Interest-rate- and economically sensitive stocks were at the forefront of the gains in the U.S. Examples include homebuilders (+17.9%), banks (+11.2%), retailers (+7.5%), small caps (+8.8%) and REITs (+6.3%).

European markets also gained throughout, but the Nikkei 225 Average was less fortunate and recorded a 1.0% loss. The biggest casualty of the week, however, was the Shanghai Composite Index, which fell by 9.3% – the steepest weekly decline in a decade – on concerns that the worst winter storms in 50 years will reduce economic growth. The Hong Kong Hang Seng Index (-4.0%) also ended the week in the red.

The gains of most indexes during the past week masked significant declines for the month of January, with the Dow Jones World Index down 6.5% and the S&P 500 Index down 6.1% – the sixth worst in history.


U.S. government bond yields fell after the Fed's rates announcement and indications of further easing of monetary policy. Yields in the U.K., Germany, and Japan also moved somewhat lower.


The U.S. dollar Index lost 0.7% over the week, dropping below 75 to within striking distance of its record low after the poor jobs report on Friday, but then rebounded on the back of better manufacturing data.

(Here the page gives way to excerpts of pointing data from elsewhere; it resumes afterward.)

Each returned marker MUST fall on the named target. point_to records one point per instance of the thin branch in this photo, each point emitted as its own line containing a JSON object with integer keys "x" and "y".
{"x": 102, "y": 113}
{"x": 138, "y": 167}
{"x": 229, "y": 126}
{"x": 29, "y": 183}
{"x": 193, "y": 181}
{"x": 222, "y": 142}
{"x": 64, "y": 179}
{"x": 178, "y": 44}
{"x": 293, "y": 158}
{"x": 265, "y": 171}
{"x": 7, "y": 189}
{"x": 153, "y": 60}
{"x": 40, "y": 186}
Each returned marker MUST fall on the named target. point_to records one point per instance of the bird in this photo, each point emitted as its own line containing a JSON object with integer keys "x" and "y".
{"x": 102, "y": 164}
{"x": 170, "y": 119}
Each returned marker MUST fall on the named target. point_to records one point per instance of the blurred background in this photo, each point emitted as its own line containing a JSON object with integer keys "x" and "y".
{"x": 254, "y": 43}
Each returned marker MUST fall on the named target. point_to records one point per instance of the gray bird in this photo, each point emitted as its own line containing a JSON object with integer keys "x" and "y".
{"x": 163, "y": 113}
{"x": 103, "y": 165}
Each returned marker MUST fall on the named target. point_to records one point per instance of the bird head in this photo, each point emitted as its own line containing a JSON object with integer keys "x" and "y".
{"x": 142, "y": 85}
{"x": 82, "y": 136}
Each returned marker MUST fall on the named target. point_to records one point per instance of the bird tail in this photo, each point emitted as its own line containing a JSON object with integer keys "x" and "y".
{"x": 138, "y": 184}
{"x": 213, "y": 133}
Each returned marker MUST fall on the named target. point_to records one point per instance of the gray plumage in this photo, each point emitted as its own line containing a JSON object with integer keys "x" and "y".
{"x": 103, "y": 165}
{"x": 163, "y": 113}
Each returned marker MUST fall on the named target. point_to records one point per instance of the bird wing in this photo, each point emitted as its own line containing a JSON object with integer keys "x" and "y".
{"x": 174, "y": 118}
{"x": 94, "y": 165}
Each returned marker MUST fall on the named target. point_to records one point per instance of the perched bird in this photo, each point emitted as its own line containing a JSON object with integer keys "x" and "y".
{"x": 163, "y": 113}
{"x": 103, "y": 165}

The Chinese renminbi, the Japanese yen, Swiss franc and euro strengthened, but the British pound lost ground after poor manufacturing and housing data.

Expectations increased that the Bank of England would cut interest rates next week but that the European Central Bank would maintain its hawkish stance.

Elsewhere on the currencies front, the South African rand dropped by 3.9% over the week after the country's central bank kept interest rates on hold and a speedy resolution of the electricity crisis appeared unlikely.


Industrial commodities were star performers during the past week as a result of severe weather conditions and power supply problems causing disruptions in Chinese production. The entire base-metals complex gained strongly, with aluminum (+10.6%), zinc (+8.6%) and lead (+8.4%) leading the pack.

OPEC heeded expectations and maintained production quotas but crude oil closed the week almost 2% lower on recession worries and the possible impact thereof on demand.

Gold bullion dropped to $910 by the close on Friday, after having recorded a new high of $936.5 earlier during the day. Platinum, however, rose strongly (+5%) to a new all-time high as concerns mounted about the implications of South Africa's electricity rationing for the world's largest producers.